Though a New Dealer and a Democrat to his core who wanted government to blunt capitalism’s sharp edges — he served on President John F. Kennedy’s White House staff — Schlesinger envisioned a center capacious enough to include small-D democrats of the right as well as the left.

The democracy of “The Vital Center” was fundamentally a process rather than a result — a process that, diligently practiced, would “strengthen itself,” as Schlesinger’s biographer, Bard College history professor Richard Aldous, told me.

With U.S. politics now consumed by polarization, and the presidency in the hands of a man who openly disparages the “rigged” system, history since the Cold War has not panned out quite as Schlesinger might have hoped.

Schlesinger himself warned of this in his foreword to the 1998 edition of “The Vital Center.” A new “age of anxiety,” spawned by digital technology and globalization, and the dislocations they wrought, was at hand, he wrote. “The totalitarian movements of the 1930s” might come back in a “different guise,” unless democracy could “expand opportunity for men and women to live fulfilled lives.”

Schlesinger understood that Hitlerism and Stalinism had been simply the most recent, and most horrible, embodiments of the twin political threats that permanently haunt the modern world: reaction and revolution.

A key to President Donald Trump’s success with white working-class voters was to defend the New Deal and Great Society social insurance programs — Social Security and Medicare — while demonizing immigrants and immigration.

The contemporary relevance of “The Vital Center” lies not so much in its specifics as in its spirit.
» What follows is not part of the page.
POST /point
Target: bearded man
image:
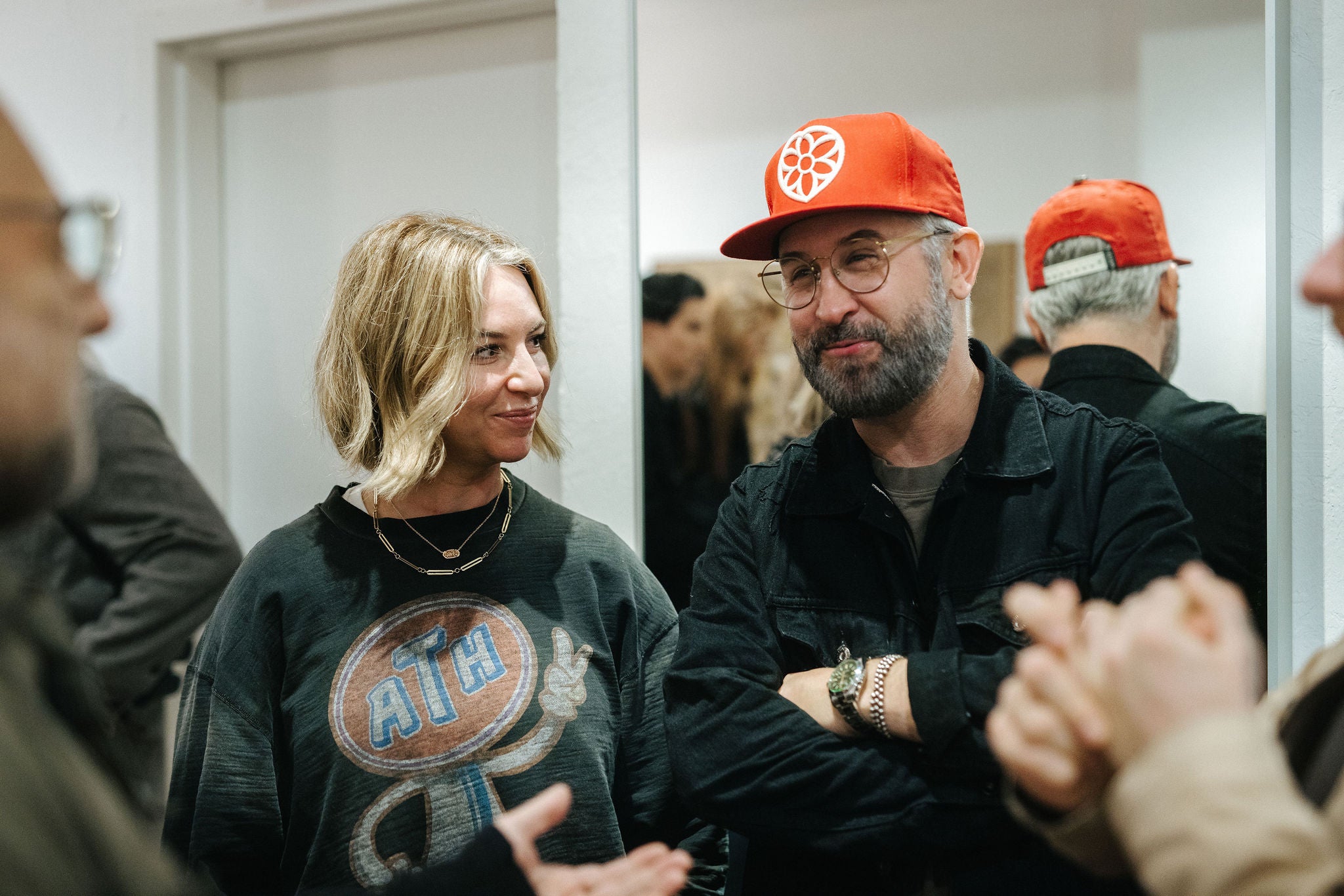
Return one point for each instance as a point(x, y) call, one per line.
point(846, 634)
Though a liberal, Schlesinger was no idealist. Some of his book’s most withering paragraphs take aim at progressive-minded folks who “sacrifice humanity … on the altar of some abstract and special good.”

He insisted instead on democracy because it was the system best able peacefully and constructively to channel the dangerous instincts of a fallible species.

“The Vital Center” reflected the influence on Schlesinger of political philosopher and Christian theologian Reinhold Niebuhr, who observed that “man’s capacity for justice makes democracy possible; but man’s inclination to injustice makes democracy necessary.”

Certainly today’s reactionaries and revolutionaries would have no trouble identifying them, just as they have no trouble picking apart contemporary institutions and weaponizing their flaws politically.

It takes courage to acknowledge the limitations of human nature, and of human institutions, as Schlesinger did, yet hope for a rational, decent politics just the same.